O técnico da Noruega Ståle Solbakken ofereceu talvez a avaliação mais contundente, falando após a surpreendente vitória de sua equipe por 2 a 0 sobre o Brasil. “Acho que é um grande erro da FIFA“, disse ele. “Má, má, má, má, má decisão. Sinto pena dos Estados Unidos, porque mesmo que vençam, o jogo sempre terá essa coisa ruim. Não é bom para o esporte.” Suas palavras repercutiram amplamente, articulando uma preocupação que ia muito além da partida imediata.
Um triunfo manchado
A USMNT havia chegado à fase eliminatória por mérito próprio. Três atuações sólidas e uma mais modesta os conduziram pela fase de grupos, com Balogun amplamente considerado o melhor jogador individual ao longo dessas quatro partidas. Mesmo na sua ausência, uma parcela significativa de analistas e casas de apostas havia classificado os americanos como favoritos contra a Bélgica. O ponto, no entanto, não é se os EUA teriam vencido de qualquer forma — é que a maneira pela qual a disponibilidade de Balogun foi restabelecida lançou uma sombra sobre qualquer resultado que se seguisse.
Essa sombra cai de forma diferente dependendo de onde se está. Dentro dos Estados Unidos, a reação se dividiu entre os que simplesmente ficaram felizes por ter seu atacante disponível e os que reconhecem o custo reputacional. Internacionalmente, o episódio alimenta uma percepção — justa ou não — de que as estruturas de poder americanas esperam que as regras se dobrem a seu favor. Para uma torcida que passou anos rejeitando a ideia de que os EUA são um país de futebol de segunda categoria, uma vitória conquistada nessas circunstâncias corre o risco de ser descartada como algo que não foi ganho em campo.
O quadro mais amplo
Esta Copa do Mundo havia, até este momento, conseguido em grande parte superar as controvérsias que ensombraram sua preparação. Preocupações com preços elevados de ingressos, complicações com vistos, deficiências logísticas e o possível desdobramento de agentes de controle de imigração próximos aos estádios haviam sido levantadas nos meses anteriores. Alguns desses temores se confirmaram — o tratamento sofrido pela seleção nacional do Irã é um exemplo particularmente perturbador — mas a narrativa geral em torno do torneio havia permanecido amplamente positiva.
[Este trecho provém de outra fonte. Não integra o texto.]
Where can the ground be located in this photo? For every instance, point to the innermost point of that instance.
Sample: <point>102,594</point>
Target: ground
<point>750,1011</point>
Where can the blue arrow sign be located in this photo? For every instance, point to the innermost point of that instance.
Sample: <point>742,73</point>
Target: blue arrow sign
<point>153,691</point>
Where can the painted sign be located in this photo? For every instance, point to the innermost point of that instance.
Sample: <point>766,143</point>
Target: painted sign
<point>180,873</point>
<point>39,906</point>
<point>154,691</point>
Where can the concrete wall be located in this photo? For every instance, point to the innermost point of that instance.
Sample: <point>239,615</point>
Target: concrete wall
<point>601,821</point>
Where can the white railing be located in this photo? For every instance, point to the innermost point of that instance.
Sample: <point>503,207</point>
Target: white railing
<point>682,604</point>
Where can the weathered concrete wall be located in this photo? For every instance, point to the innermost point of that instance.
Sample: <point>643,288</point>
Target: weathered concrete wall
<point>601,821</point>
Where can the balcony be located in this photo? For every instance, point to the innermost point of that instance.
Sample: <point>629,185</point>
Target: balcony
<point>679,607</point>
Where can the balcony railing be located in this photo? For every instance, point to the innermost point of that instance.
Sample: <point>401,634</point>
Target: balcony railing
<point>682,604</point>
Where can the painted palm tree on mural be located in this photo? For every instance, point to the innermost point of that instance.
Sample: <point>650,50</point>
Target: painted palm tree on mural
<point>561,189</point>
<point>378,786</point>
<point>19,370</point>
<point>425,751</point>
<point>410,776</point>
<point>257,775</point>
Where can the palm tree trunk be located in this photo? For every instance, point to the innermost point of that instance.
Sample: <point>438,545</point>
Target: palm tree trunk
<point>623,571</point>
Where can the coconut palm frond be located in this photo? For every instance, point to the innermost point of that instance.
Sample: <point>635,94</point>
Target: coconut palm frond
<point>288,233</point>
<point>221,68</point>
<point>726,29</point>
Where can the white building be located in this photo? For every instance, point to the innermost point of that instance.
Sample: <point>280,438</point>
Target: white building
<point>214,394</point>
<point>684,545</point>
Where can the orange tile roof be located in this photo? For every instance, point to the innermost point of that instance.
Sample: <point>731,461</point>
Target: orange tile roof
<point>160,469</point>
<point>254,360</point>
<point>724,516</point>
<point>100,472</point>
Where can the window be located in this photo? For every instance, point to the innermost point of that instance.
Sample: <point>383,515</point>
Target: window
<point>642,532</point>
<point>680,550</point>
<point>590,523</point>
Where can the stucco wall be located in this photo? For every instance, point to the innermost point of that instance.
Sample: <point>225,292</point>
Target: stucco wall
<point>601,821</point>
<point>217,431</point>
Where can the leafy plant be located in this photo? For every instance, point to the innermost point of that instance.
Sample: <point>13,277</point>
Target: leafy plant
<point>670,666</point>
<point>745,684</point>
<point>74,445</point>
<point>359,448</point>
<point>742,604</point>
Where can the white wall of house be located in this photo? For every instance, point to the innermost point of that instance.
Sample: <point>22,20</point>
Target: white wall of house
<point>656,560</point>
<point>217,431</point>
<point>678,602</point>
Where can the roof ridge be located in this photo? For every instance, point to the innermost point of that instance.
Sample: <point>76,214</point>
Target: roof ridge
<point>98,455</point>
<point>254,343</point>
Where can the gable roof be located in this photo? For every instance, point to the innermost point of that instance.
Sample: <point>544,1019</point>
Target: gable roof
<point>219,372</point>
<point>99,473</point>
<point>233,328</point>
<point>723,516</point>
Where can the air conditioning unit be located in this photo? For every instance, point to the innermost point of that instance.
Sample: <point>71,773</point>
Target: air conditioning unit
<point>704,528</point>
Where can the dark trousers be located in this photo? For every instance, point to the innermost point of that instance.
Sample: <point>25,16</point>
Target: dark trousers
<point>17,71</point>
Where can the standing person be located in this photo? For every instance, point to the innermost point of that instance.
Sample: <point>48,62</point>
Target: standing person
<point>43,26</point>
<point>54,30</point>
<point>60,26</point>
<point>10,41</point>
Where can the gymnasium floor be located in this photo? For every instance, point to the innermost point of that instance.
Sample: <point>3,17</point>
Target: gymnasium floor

A intervenção de Trump introduziu agora um tipo diferente de mancha. No domingo, ele recorreu à sua plataforma Truth Social para celebrar o retorno de Balogun, agradecendo à FIFA por corrigir o que descreveu como uma “grave injustiça”. A ironia é que, ao tentar corrigir uma injustiça percebida, ele pode ter cometido uma muito mais grave — não contra um único jogador ou uma única partida, mas contra a credibilidade da própria competição. A relação entre Infantino e Trump há muito é caracterizada como mutuamente vantajosa: Trump recebe a adulação e a visibilidade que busca, enquanto Infantino garante acesso ao mercado comercial mais lucrativo do mundo. O que nenhum dos dois parece ter ponderado plenamente é o custo que esse acordo agora impõe ao esporte que ambos afirmam defender.